Equity Group Holdings has kicked off the year strongly, posting a 22 per cent growth in net profit to Sh5.9 billion for the first three months of 2018.
Releasing the results for the first quarter ended March 31, 2018, in Nairobi yesterday, Chief Executive James Mwangi said he anticipated a stable business environment in all the six markets the group operated in this year.
“Generally, the East African region has no election in the next three years. We expect a robust environment for our business,” said Mr Mwangi.
At Sh5.9 billion, Equity’s profitability for the quarter under review is more than that of its rival Kenya Commercial Bank (KCB), which posted Sh5.1 billion. Last year, Equity was also ahead in the first quarter, but KCB beat it in full-year earnings.
During the quarter under review, Equity’s total income jumped nine per cent to Sh16.5 billion from Sh15.2 billion posted in the previous quarter even as costs declined by one per cent.
Interest income on loans and advances to customers grew by seven per cent to Sh8.8 billion. Interest on government securities also jumped by 25 per cent to Sh3.7 billion. The two items helped grow interest income by 10 per cent to Sh12.7 billion.
The bank put Sh150.2 billion into government securities, up from Sh113 in the previous quarter. The lender’s total loan book expanded by four per cent to Sh271.1 billion.
Non-interest income grew from Sh6.3 billion to Sh6.7 billion. The growth came from areas such as trade finance, merchant commission, mobile banking commission and bond trading. They all expanded by double-digit percentages.
According to Mwangi, 97 per cent of transactions were on digital channels even though the bank retained its 283 branches.
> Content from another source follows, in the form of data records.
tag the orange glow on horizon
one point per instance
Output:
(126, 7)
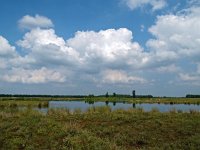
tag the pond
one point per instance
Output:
(83, 106)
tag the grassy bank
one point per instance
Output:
(107, 99)
(146, 100)
(99, 128)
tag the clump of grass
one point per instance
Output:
(155, 110)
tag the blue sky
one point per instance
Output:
(95, 46)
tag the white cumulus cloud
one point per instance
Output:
(155, 4)
(116, 76)
(42, 75)
(30, 22)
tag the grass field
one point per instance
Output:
(35, 100)
(98, 128)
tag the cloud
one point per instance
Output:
(112, 48)
(105, 56)
(30, 22)
(6, 50)
(155, 4)
(116, 76)
(44, 47)
(42, 75)
(177, 34)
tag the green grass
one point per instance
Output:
(146, 100)
(35, 100)
(99, 128)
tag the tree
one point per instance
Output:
(114, 94)
(133, 93)
(107, 94)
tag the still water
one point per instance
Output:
(83, 106)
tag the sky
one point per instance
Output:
(75, 47)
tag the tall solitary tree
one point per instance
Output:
(107, 94)
(133, 93)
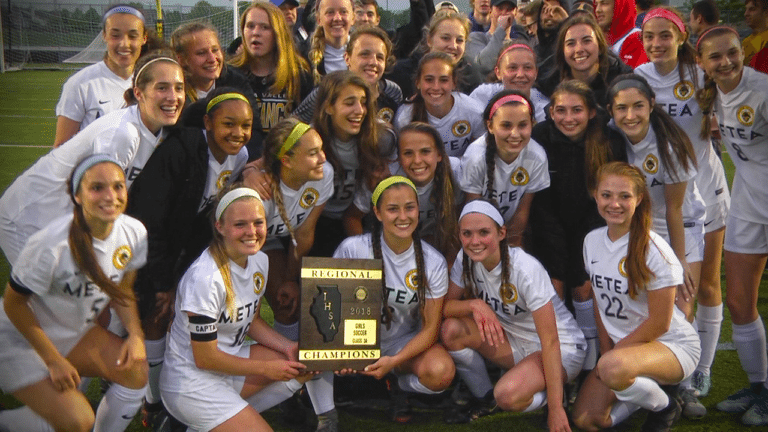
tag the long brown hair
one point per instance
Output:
(638, 272)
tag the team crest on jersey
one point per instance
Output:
(651, 164)
(623, 267)
(746, 115)
(410, 279)
(122, 257)
(309, 198)
(223, 179)
(258, 282)
(508, 293)
(683, 90)
(520, 177)
(461, 128)
(386, 114)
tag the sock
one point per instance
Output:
(644, 392)
(290, 331)
(621, 411)
(411, 383)
(539, 400)
(709, 320)
(117, 408)
(23, 420)
(273, 394)
(585, 318)
(320, 389)
(155, 356)
(750, 344)
(471, 368)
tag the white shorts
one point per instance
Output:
(717, 214)
(205, 409)
(745, 237)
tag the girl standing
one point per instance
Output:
(501, 306)
(65, 276)
(455, 115)
(506, 166)
(644, 339)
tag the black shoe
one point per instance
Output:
(662, 421)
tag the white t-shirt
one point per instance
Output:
(400, 273)
(679, 101)
(298, 205)
(91, 93)
(201, 291)
(743, 117)
(41, 191)
(645, 155)
(604, 260)
(462, 125)
(529, 289)
(66, 302)
(528, 173)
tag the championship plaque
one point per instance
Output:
(340, 313)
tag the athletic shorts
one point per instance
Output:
(203, 410)
(717, 214)
(745, 237)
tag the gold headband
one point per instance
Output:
(298, 131)
(387, 182)
(222, 97)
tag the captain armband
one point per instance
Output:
(202, 328)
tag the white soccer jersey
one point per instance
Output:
(400, 274)
(485, 92)
(679, 101)
(645, 155)
(222, 174)
(92, 93)
(462, 125)
(65, 301)
(743, 117)
(604, 260)
(529, 289)
(298, 205)
(528, 173)
(426, 206)
(201, 291)
(41, 191)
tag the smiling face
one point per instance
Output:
(722, 58)
(398, 212)
(419, 156)
(480, 237)
(517, 70)
(661, 40)
(124, 35)
(570, 114)
(203, 58)
(616, 202)
(348, 111)
(368, 59)
(581, 50)
(631, 112)
(244, 229)
(258, 35)
(449, 37)
(162, 98)
(228, 128)
(102, 195)
(511, 128)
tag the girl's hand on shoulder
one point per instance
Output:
(63, 375)
(487, 323)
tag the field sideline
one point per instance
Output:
(27, 127)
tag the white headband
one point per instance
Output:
(232, 196)
(483, 207)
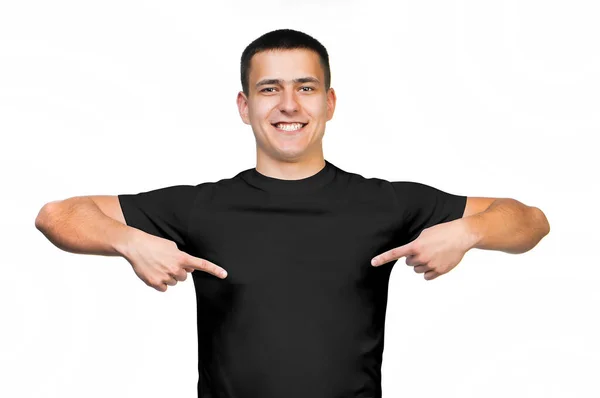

However, in terms of the value of transactions, the branches maintained a huge lead.
Operating expenses reduced from Sh8.31 billion to Sh8.2 billion, supported by a 55 per cent cut in loan loss provisioning to Sh359 million.
“We will see increasingly less provisions in non-performing loans since we have already recognised the potential for future default of new loans to reflect the new (accounting) standard,” said Mwangi.
He explained that the bank had booked Sh9.8 billion as provisions on the Sh265.3 billion loans that were in its books before the onset of the International Financial Reporting Standards (IFRS) 9. However, this only has an impact on capital and not the income statement.
Unlike in the previous International Accounting Standard 37, where banks would wait for loans to go bad before provisioning, IFRS 9 dictates that a provisioning is made once commitment for disbursement has been made.